Il corpo della vittima col volto tumefatto
“Nostro figlio massacrato da Pavani, dal pregiudizio e dall’indifferenza…”
“In merito al processo a carico di Pavani, la cui udienza di discussione si è tenuta il 4 luglio 2019 innanzi al gip del tribunale di Viterbo, i genitori del povero Daniele Barchi esprimono tutto il loro dolore, mai sopito e fortemente rinnovato, avendo rivissuto durante la discussione tutte le fasi dell’azione delittuosa che ha condotto al massacrato del loro unico figlio a opera di Pavani e della sua compagna.
Sentire invocare clemenza per l’assassino con l’applicazione di tutte le attenuanti possibili a suo favore rispetto a quanto subito da Daniele, è stata una ulteriore ferita mortale. Restano convinti, i Barchi, che Daniele sia stato massacrato non solo da Pavani ma dal pregiudizio, dall’indifferenza e dalle tante omissioni di chi avrebbe dovuto tenere ristretto un soggetto come Pavani già giudicato più volte pericoloso.
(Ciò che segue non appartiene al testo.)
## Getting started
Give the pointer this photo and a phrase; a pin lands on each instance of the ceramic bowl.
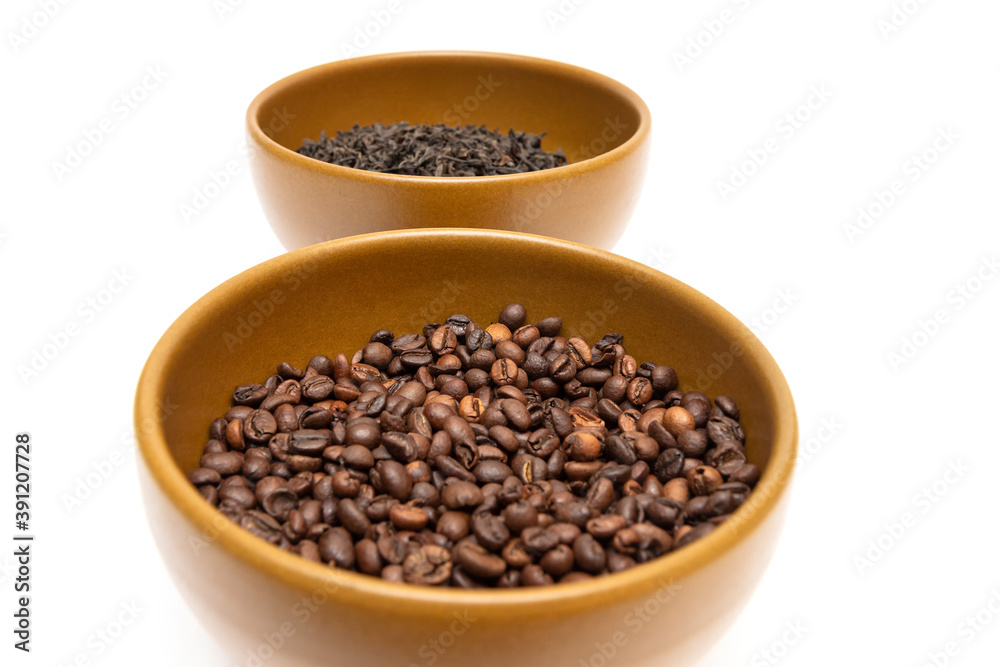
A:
(602, 127)
(258, 600)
“L’idea che quel delitto fosse stato consumato in un contesto di marginalità sociale e di degrado psicologico, accomunando Daniele a Pavani e alla sua compagna, è un pregiudizio che ha condizionato tutta l’indagine”, tengono a dichiarare i Barchi. In effetti Daniele non era affatto stato abbandonato dai sui genitori, che con cadenza almeno quindicinale lo raggiungevano da Gaeta e gli fornivano tutti i mezzi economici di cui avesse bisogno.
“Abbiamo assecondato il suo desiderio di autonomia e indipendenza acquistando ben due appartamenti in Viterbo, senza, comunque, mai fargli mancare la nostra presenza e il nostro affetto – continuano i genitori – le vessazioni subite a opera di Pavani e di Cerretani ce le ha sempre tenute nascoste. L’idea del terrore in cui Daniele è stato costretto a vivere per giorni e la durata delle percosse, delle coltellate e della violenza subita, ci tormenta e non ci fa più vivere. Ce l’abbiamo anche con chi ha visto Daniele pochi giorni prima del fatale epilogo con il volto tumefatto e non ha fatto nulla per aiutarlo. Ora vogliamo far conoscere a tutti come è stato ridotto Daniele e vi chiediamo di pubblicare una locandina che nella immediatezza dei fatti ci fu sconsigliato di pubblicare. È l’espressione del nostro profondo rammarico”.